Le Conseil constitutionnel, par une décision du 11 mai 2023, a statué sur le respect des règles relatives au financement des campagnes électorales. Un candidat aux élections législatives de juin 2022 n’a pas déposé de compte de campagne dans les délais légaux prescrits par la loi. Bien qu’il ait obtenu moins de 1 % des suffrages exprimés, il n’avait pas restitué les carnets de reçus-dons délivrés à son mandataire. L’autorité de contrôle a saisi le juge électoral pour constater cette irrégularité manifeste dans la gestion comptable du candidat. L’intéressé n’a produit aucune observation durant l’instruction pour justifier son silence ou contester les faits reprochés par l’autorité. Le litige porte sur l’obligation de déposer un compte de campagne malgré un faible score électoral en cas de détention de documents comptables.

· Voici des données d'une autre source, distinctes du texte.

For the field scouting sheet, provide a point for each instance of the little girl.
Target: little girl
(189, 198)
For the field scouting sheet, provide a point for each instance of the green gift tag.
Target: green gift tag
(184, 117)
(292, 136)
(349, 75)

La haute juridiction affirme que ce défaut de restitution fait présumer la perception de dons et caractérise un manquement d’une particulière gravité. L’étude de la présomption de financement découlant de la détention des reçus (I) précède celle de la sévérité de la sanction d’inéligibilité (II).
I. La consécration d’une présomption de financement par le défaut de restitution des souches
A. L’assujettissement conditionnel à l’obligation de dépôt du compte
Le code électoral impose à chaque candidat d’établir un compte de campagne retraçant l’ensemble des recettes perçues et des dépenses engagées. Cette obligation s’applique dès lors que le seuil de 1 % des suffrages est atteint ou si des dons ont été perçus. Le candidat n’ayant pas atteint ce score minimal pensait s’exonérer de cette formalité comptable malgré la détention de carnets de reçus. Le juge rappelle que le compte doit être déposé au plus tard le dixième vendredi suivant le premier tour du scrutin législatif. Cette obligation déclarative s’accompagne d’un régime probatoire spécifique lorsque le candidat détient des documents permettant la collecte de fonds privés.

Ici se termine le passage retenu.